Política e Resenha

ARTIGO – A Crise Que Não Veio: Quando o “Enfraquecimento” Vira Liberdade Política

 

 

 Padre Carlos

 

Há algo de curioso — para não dizer previsível — na forma como parte da análise política local se apressa em decretar crises sempre que o tabuleiro se movimenta. A recente matéria de um blog de grande circulação em Vitória da Conquista segue exatamente esse roteiro: onde há rearranjo, enxerga-se colapso; onde há reposicionamento, anuncia-se enfraquecimento.

Mas a política, como a vida, não costuma ser tão ingênua assim.

O que se viu nos últimos dias não foi um desmoronamento, mas uma depuração. E há uma diferença enorme entre perder o controle e ganhar liberdade. Ao contrário da narrativa apressada, a prefeita não sai menor desse processo — sai, isso sim, mais leve. Livre, inclusive, para fazer aquilo que em política raramente se consegue: escolher com mais autonomia o perfil do seu sucessor.

E aqui entra um ponto que muitos parecem evitar: a eleição em Vitória da Conquista não será vencida nos extremos barulhentos das redes sociais, mas no silêncio estratégico do eleitor de centro — aquele que decide eleições enquanto os mais ideológicos disputam narrativas.
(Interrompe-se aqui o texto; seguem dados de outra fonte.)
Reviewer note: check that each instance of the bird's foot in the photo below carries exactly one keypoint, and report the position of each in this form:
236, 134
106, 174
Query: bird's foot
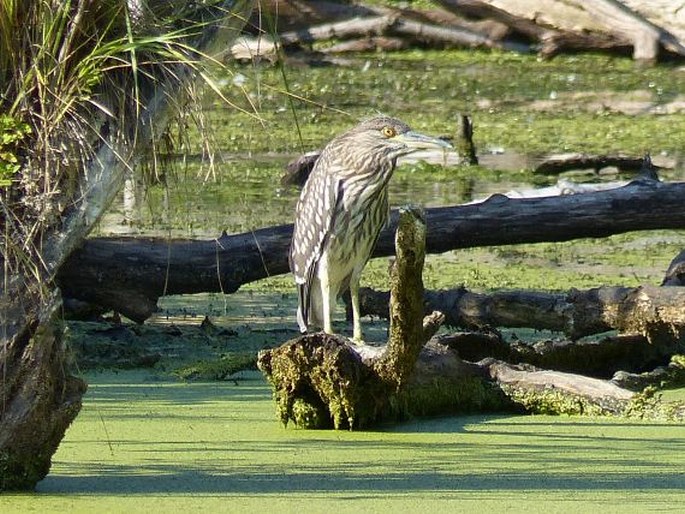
358, 341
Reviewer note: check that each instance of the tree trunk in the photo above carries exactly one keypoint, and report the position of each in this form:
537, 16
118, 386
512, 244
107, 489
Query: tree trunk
39, 397
130, 274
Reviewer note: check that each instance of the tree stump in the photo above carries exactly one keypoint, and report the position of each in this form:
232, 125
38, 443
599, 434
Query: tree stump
322, 380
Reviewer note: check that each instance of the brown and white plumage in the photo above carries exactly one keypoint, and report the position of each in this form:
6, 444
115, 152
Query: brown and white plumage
342, 209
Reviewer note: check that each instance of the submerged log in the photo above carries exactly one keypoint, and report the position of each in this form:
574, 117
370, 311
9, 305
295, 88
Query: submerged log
559, 163
656, 313
675, 274
322, 380
38, 396
601, 358
573, 24
130, 274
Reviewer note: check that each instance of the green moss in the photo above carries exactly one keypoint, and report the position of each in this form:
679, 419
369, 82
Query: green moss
550, 401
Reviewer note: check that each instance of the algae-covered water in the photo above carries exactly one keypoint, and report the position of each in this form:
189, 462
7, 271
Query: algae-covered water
141, 445
147, 441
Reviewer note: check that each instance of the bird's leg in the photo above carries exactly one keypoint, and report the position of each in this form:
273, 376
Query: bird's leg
356, 317
326, 302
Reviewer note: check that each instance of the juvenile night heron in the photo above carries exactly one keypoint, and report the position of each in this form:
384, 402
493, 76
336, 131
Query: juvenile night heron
341, 211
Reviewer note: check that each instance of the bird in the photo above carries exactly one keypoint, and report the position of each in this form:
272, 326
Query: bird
340, 212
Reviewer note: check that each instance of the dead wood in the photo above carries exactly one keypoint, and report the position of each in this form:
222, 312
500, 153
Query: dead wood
321, 380
675, 274
39, 397
368, 44
559, 163
655, 313
130, 274
601, 358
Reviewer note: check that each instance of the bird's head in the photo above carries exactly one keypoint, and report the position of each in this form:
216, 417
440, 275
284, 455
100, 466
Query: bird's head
389, 138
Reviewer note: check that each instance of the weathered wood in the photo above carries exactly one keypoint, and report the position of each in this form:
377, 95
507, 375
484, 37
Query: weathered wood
574, 24
129, 274
675, 274
559, 163
346, 29
406, 334
368, 44
601, 358
656, 313
321, 380
38, 396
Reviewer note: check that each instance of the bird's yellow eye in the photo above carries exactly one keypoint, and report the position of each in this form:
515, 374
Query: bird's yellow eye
388, 132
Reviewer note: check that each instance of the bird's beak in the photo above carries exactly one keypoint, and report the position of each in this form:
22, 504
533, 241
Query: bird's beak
417, 141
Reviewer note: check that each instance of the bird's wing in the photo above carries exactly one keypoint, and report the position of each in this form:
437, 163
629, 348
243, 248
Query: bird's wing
316, 211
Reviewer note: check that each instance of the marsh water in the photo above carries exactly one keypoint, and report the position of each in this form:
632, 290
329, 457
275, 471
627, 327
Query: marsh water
146, 440
522, 108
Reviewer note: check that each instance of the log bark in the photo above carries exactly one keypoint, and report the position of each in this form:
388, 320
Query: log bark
559, 163
675, 274
130, 274
38, 396
608, 23
321, 380
653, 312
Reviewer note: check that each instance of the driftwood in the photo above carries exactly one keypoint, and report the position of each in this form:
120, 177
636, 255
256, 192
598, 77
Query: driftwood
601, 24
675, 275
39, 397
605, 357
130, 274
551, 26
653, 312
559, 163
321, 380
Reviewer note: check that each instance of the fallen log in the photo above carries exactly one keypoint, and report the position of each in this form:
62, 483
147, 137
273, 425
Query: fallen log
559, 163
601, 358
574, 24
322, 380
656, 313
128, 275
675, 274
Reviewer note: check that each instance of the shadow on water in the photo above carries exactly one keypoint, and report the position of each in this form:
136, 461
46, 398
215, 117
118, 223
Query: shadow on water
450, 455
122, 480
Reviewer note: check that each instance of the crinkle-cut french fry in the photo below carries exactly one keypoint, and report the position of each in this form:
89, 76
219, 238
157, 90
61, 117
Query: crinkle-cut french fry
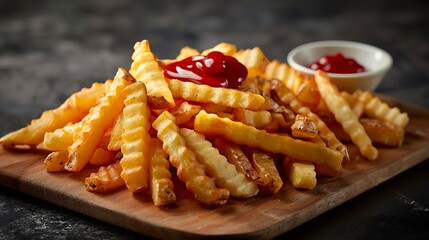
254, 60
253, 118
61, 138
277, 70
237, 132
218, 167
283, 123
354, 103
363, 96
236, 156
376, 108
215, 108
285, 96
222, 96
295, 81
304, 127
345, 116
380, 110
317, 140
307, 93
189, 170
116, 142
136, 147
225, 48
265, 165
98, 120
185, 112
384, 133
146, 69
300, 174
102, 157
107, 179
71, 111
186, 52
55, 161
161, 186
104, 142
Nesse campo, nomes com perfil moderado, trânsito entre diferentes setores e capacidade de diálogo real tendem a crescer.

A possibilidade de um nome com inserção no centro e boa interlocução com a direita liberal, sem o peso da polarização, deixa de ser apenas uma hipótese e passa a ser uma alternativa racional. Em um cenário fragmentado, quem fala com mais gente — e não apenas com os seus — larga na frente.

Enquanto isso, as tão alardeadas “perdas” merecem um olhar menos emocional e mais técnico.

No caso de Danilo Kiribamba, há, sem dúvida, um ativo eleitoral. Mas é preciso dizer com clareza: trata-se de uma base de natureza pragmática, pouco ideológica, que vota na figura, não no projeto. É o tipo de capital político que transita com relativa facilidade entre campos distintos — da esquerda à direita — e que se consolida mais no voto proporcional, onde a identificação pessoal pesa mais que a visão de cidade. Em uma eleição majoritária, onde o eleitor escolhe rumo e projeto, essa transferência não é automática.

Já no caso de Diogo Azevedo, a análise exige ainda mais cuidado — e menos romantização. Sua trajetória é respeitável, mas seu desempenho eleitoral esteve historicamente ancorado na estrutura de um grupo político consolidado. Não se trata de desmerecimento, mas de constatação: há diferenças entre capital político próprio e capital político compartilhado. Fora desse núcleo, o desafio deixa de ser ocupar espaço e passa a ser construí-lo.

Ou seja: nem toda saída é um terremoto. Algumas são, no máximo, uma mudança de endereço político — com efeitos ainda a serem comprovados nas urnas.

Enquanto isso, o grupo governista, que muitos já tratam no passado, ganha algo raro em política: tempo e margem de manobra. Tempo para reorganizar o discurso. Margem para recalibrar alianças. E, sobretudo, espaço para escolher um caminho que dialogue com a maioria silenciosa da cidade.

Porque, no fim das contas, eleições não são decididas por quem grita mais alto, mas por quem é ouvido por mais gente.

E talvez seja exatamente isso que esteja em curso — ainda que alguns insistam em chamar de crise aquilo que, na prática, pode ser apenas estratégia em estado bruto.